Working alongside female prisoners, they produced the play Scheherazade’s diary, and Daccache created a second documentary depicting daily life in prison and women’s place in Lebanese society.

This followed her successful documentary “12 Angry Lebanese“, concentrating on male prisoners.

“Nobody understood what I wanted to do… I think they thought I’d give up trying to get permission, and in the end, they were the ones who gave in,” Dannache said, commenting on the difficulties of gaining access to the prison.

She focused on issues such as rape, forced marriage, drugs, adultery, and murder. Her documentary looked at those things never spoken about by those who have experienced them.

Daccache later continued her initiative in Iraq.

7. Meherzia Labidi
Labidi is an Ennahdha MP and the first woman to hold the position of deputy speaker of parliament in Tunisia.  She has become known for running parliamentary sessions with a firm hand.

Before the revolution, Labidi lived in France and worked as a translator.

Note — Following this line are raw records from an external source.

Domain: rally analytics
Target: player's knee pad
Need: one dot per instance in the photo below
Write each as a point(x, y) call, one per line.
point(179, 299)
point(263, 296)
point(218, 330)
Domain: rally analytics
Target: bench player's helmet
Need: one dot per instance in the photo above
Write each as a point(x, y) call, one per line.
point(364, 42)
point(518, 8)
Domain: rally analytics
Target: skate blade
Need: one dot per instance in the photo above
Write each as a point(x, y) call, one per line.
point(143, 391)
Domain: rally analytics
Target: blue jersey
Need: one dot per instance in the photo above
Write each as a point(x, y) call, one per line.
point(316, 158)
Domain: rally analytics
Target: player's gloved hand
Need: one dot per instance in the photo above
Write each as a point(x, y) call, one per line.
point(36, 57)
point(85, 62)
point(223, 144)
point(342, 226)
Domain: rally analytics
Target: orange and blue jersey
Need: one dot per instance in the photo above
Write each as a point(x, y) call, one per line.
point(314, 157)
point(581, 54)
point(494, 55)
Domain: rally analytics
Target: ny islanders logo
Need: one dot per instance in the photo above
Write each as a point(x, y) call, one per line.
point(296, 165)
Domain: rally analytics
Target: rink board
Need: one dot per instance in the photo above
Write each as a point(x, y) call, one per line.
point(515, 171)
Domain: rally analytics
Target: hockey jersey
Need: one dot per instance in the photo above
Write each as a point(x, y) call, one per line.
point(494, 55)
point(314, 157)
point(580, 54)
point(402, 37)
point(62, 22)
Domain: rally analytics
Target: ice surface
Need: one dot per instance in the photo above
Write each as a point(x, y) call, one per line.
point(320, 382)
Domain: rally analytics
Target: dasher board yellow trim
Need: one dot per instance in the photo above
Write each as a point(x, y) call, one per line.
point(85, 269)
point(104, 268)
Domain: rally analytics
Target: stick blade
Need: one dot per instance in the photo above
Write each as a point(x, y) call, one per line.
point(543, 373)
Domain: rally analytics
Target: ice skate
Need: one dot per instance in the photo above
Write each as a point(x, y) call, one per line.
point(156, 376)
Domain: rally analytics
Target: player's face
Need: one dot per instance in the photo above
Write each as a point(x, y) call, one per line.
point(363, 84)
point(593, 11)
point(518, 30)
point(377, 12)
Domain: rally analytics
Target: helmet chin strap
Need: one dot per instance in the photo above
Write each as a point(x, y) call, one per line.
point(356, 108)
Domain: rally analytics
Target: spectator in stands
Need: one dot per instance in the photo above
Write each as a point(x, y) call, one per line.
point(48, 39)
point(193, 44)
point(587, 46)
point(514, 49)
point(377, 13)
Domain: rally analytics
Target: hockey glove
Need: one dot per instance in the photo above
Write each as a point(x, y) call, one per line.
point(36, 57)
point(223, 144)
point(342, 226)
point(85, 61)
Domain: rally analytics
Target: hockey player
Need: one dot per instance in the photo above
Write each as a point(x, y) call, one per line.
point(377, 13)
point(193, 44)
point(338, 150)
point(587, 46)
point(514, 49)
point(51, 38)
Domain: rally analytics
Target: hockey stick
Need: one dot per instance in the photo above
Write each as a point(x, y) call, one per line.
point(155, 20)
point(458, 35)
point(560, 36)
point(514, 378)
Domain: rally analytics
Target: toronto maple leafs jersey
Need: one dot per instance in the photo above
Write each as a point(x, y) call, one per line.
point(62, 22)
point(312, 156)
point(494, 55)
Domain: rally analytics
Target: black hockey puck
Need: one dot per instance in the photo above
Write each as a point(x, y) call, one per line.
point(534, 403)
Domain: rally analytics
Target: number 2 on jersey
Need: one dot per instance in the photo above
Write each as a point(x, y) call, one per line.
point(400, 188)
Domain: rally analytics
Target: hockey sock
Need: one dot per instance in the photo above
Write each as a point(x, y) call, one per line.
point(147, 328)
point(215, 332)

“I’m indebted to the revolution, the youth and the martyrs who scarified their lives for me to be able to return to Tunisia, after living in exile for many years,” Labidi said.

Since her return and involvement in political life, Labidi has taken time to speak to the people. Her conclusion is that they have found “a degree of freedom to voice their concerns, as the former regime had denied them the right to express themselves”.

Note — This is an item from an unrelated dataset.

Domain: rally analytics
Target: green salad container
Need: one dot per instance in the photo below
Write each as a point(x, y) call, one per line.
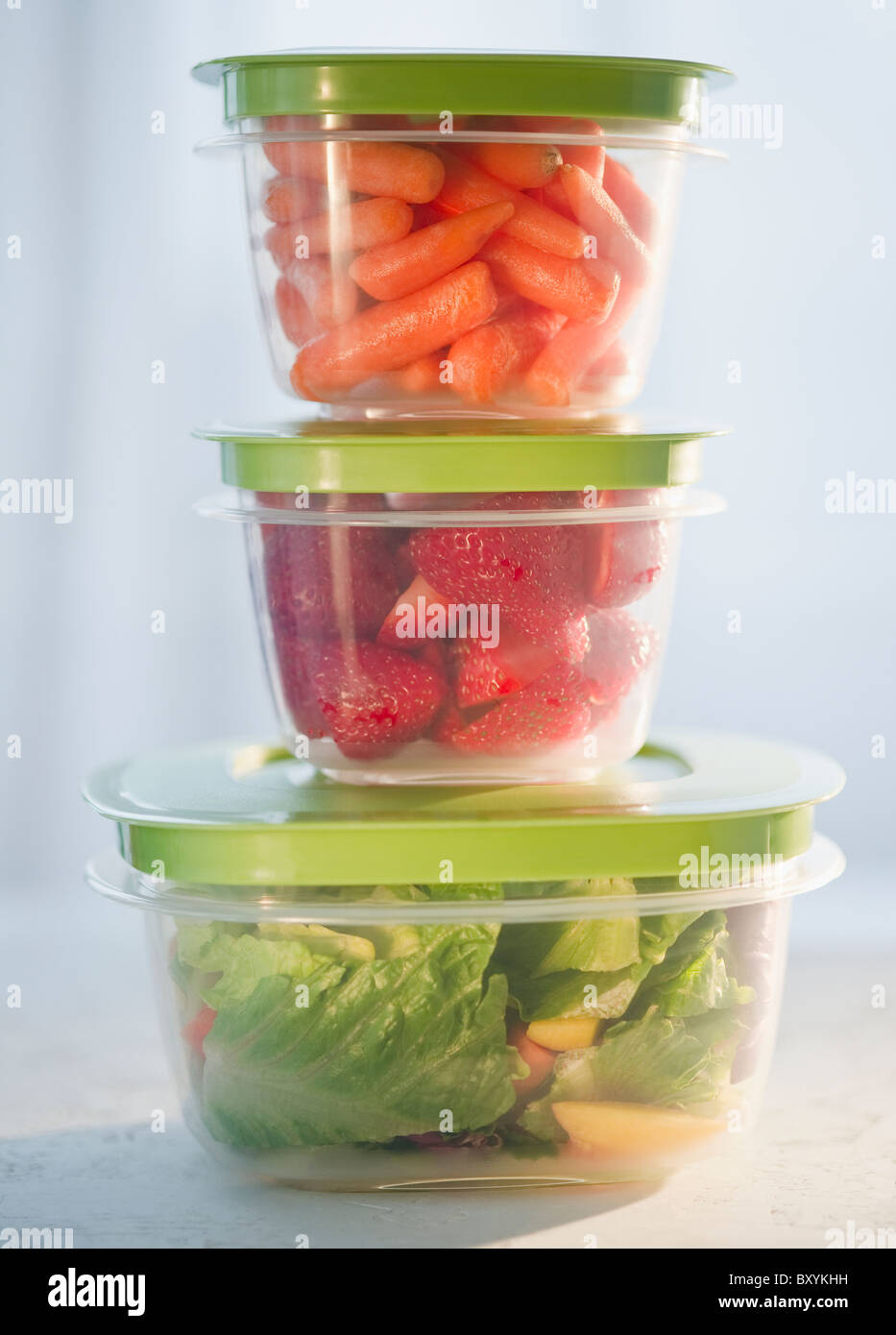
point(393, 988)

“You cannot imagine the injustices they try to convey to me,” she said.

Last year she helped introduce a clause to protect women’s rights into the new Tunisian constitution and in 2015 lead the government’s committee for women, children and the elderly.

Labadi was one of many Tunisian women, of differing political and ideological backgrounds, who are prominent in the political life of the country.

8. Sara al-Drees

Sara al-Drees is a lauded Kuwaiti novelist and teacher who isn’t afraid to speak her mind.

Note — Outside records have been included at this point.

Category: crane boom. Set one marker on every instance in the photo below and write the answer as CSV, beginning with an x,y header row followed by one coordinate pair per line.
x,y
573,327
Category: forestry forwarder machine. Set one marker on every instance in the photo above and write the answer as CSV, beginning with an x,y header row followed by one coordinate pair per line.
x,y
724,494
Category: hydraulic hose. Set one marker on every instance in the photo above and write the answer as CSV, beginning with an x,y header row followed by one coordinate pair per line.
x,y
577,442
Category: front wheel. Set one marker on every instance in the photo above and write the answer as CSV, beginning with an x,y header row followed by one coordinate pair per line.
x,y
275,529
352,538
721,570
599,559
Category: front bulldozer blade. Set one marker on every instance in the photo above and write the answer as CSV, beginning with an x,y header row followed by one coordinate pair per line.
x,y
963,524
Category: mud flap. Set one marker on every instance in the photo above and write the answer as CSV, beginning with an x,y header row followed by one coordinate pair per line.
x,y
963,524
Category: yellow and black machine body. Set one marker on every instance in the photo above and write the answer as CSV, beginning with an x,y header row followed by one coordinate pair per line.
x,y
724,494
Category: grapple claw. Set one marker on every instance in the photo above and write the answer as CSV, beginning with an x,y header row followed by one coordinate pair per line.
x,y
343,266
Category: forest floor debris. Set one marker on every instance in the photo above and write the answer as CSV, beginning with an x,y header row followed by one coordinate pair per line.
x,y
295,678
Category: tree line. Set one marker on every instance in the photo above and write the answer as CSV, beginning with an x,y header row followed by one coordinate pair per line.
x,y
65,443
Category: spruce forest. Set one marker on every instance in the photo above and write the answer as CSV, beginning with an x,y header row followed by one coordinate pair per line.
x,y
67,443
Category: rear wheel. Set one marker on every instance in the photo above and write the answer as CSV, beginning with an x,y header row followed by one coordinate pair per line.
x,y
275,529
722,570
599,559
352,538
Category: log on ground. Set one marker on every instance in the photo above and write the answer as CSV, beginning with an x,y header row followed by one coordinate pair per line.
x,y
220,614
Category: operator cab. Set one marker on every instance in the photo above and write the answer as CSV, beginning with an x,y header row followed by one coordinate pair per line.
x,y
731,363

This year she was issued with an arrest warrant for tweets insulting the prophet Mohammad.

Drees, commented in a tweet saying that she was returning to Kuwait and that she had done nothing wrong.

In 2013, a Kuwaiti appeal court upheld a 20-month prison sentence on Drees for posting political comments on Twitter.

She was described as Kuwait’s “first political detainee”.

9. Niloufar Ardalan

Ardalan, the captain of the Iranian national football team, missed the Asian Cup because her husband refused to let travel, which is allowed under Islamic laws enforced in Iran.

Later the same year her husband also refused her to go to the world championships in Guatamala.

Ardalan fought her case court, and the judge allowed her to go to the world championships.